Comme la rétractation du P. Caffaro est presque inconnue : on a cru devoir l’imprimer à la suite de cette Préface ; outre qu’elle fait honneur à la docilité de ce Religieux; elle servira encore à montrer le peu de cas qu’il faisait lui-même d’un écrit dont on vante le mérite imaginaire.

Quoique l’ouvrage du P. le Brun fut très court, il fut bien reçu du Public ; mais l’Auteur peu content de cette ébauche, pensa dès lors à le perfectionner. A mesure qu’il étudiait l’antiquité Ecclésiastique, il ramassait ce qui avait quelque rapport aux Jeux de Théâtre. C’est ce qui a produit le Traité qu’on donne aujourd’hui. A l’exception du premier Discours où il y a peu d’additions, les autres peuvent passer pour entièrement nouveaux, par les augmentations considérables, l’Auteur ayant recueilli avec soin, ce qu’il a trouvé sur cette matière, depuis Auguste jusqu’à Justinien. Le troisième Discours sur les Pièces de Théâtre tirées de l’Ecriture Sainte, qui paraît ici pour la première fois, fut prononcé en 1695. à Saint Magloire à l’occasion de la Judith, Tragédie de M. Boyer de l’Académie Française. J’ajouterai que j’ai inséré quelques faits, que l’Auteur aurait lui-même cité, s’ils s’étaient offerts à sa mémoire ; j’ai encore pris soin d’extraire tout ce qui se trouve contre les divertissements comiques, dans le beau Recueil de Rituels et de Statuts Synodaux, que le savant M. de Launoy a laissé aux PP. Minimes de la Place Royale. Le P. le Brun avait lui-même indiqué ce Recueil dans un Exemplaire de son premier ouvrage, et marqué la place de ces extraits ; on s’est conformé à ses intentions. Qu’on ne dise point que tous ces passages sont superflus, outre qu’ils forment la chaîne de la Tradition, ils servent encore à faire connaître le genre de Spectacles, usités dans chaque sièclea.

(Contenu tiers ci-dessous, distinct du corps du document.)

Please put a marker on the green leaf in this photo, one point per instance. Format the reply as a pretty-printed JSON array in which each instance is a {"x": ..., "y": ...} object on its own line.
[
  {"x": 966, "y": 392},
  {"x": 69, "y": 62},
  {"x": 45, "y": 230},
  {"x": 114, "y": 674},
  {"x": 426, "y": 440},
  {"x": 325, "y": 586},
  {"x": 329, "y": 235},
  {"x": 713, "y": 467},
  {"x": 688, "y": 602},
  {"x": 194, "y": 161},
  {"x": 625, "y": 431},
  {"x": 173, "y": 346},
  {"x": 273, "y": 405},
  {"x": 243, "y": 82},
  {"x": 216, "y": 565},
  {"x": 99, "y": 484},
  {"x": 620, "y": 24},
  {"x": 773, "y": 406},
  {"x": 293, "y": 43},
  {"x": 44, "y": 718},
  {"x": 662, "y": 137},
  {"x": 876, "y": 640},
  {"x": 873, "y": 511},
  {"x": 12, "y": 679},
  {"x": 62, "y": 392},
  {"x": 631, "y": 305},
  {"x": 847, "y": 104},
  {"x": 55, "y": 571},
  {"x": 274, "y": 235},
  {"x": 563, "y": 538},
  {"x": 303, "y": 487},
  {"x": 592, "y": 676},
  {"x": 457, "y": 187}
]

Pour bien juger du mérite de cet ouvrage, il faut saisir le but principal de l’Auteur, qui est de justifier la pratique de l’Eglise, en excommuniant les Comédiens et en tolérant ceux qui vont aux Spectacles. Pour cela il rassemble plusieurs faits d’où dépend la connaissance des Spectacles de différents siècles, et rapporte les Jugements des Docteurs de l’Eglise et des Théologiens. Ces faits ainsi réunis et appuyés de réflexions sages et mesurées, forment des preuves supérieures, aux raisonnements purement spéculatifs.

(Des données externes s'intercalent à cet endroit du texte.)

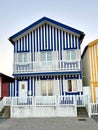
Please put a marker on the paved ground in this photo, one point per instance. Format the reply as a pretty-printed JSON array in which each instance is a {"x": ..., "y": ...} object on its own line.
[{"x": 49, "y": 124}]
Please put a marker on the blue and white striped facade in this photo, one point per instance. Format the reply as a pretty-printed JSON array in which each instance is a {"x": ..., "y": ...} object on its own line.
[{"x": 47, "y": 54}]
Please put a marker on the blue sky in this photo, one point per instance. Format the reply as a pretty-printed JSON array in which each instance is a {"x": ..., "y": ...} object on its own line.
[{"x": 18, "y": 14}]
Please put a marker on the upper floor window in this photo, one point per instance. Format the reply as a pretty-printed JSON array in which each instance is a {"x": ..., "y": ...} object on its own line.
[
  {"x": 70, "y": 55},
  {"x": 46, "y": 56},
  {"x": 22, "y": 57}
]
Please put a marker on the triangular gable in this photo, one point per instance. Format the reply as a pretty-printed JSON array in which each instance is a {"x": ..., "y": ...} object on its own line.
[{"x": 47, "y": 20}]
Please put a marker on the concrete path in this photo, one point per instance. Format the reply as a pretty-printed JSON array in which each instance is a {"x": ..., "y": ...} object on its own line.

Quoique cet ouvrage soit posthume, on ose espérer qu’on ne le trouvera pas indigne de la réputation de l’Auteur ; on n’a encore donné aucun ouvrage en notre langue, sur les Jeux de Théâtre, où il y ait tant de choses curieuses.

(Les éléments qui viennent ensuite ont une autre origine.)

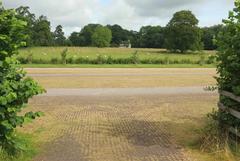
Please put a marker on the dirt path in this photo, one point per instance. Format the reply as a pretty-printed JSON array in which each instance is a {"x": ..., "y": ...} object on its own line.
[{"x": 119, "y": 127}]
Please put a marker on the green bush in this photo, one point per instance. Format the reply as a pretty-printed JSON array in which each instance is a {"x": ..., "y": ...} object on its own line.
[
  {"x": 15, "y": 87},
  {"x": 228, "y": 66},
  {"x": 64, "y": 56}
]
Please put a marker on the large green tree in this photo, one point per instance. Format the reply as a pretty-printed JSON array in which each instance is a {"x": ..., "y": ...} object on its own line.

On avait d’abord résolu de mettre ici un éloge historique du Père le Brun. Mais on a cru devoir le réserver pour un ouvrage plus considérable qui est actuellement sous presse. C’est un Traité du Discernement des effets naturels d’avec ceux qui ne le sont pas, avec l’Histoire Critique des Pratiques superstitieuses qui ont séduit les peuples et embarrassé les Savants. Outre des augmentations considérables, l’Auteur a refondu entièrement son ouvrage, et l’a rendu plus méthodique et plus exact.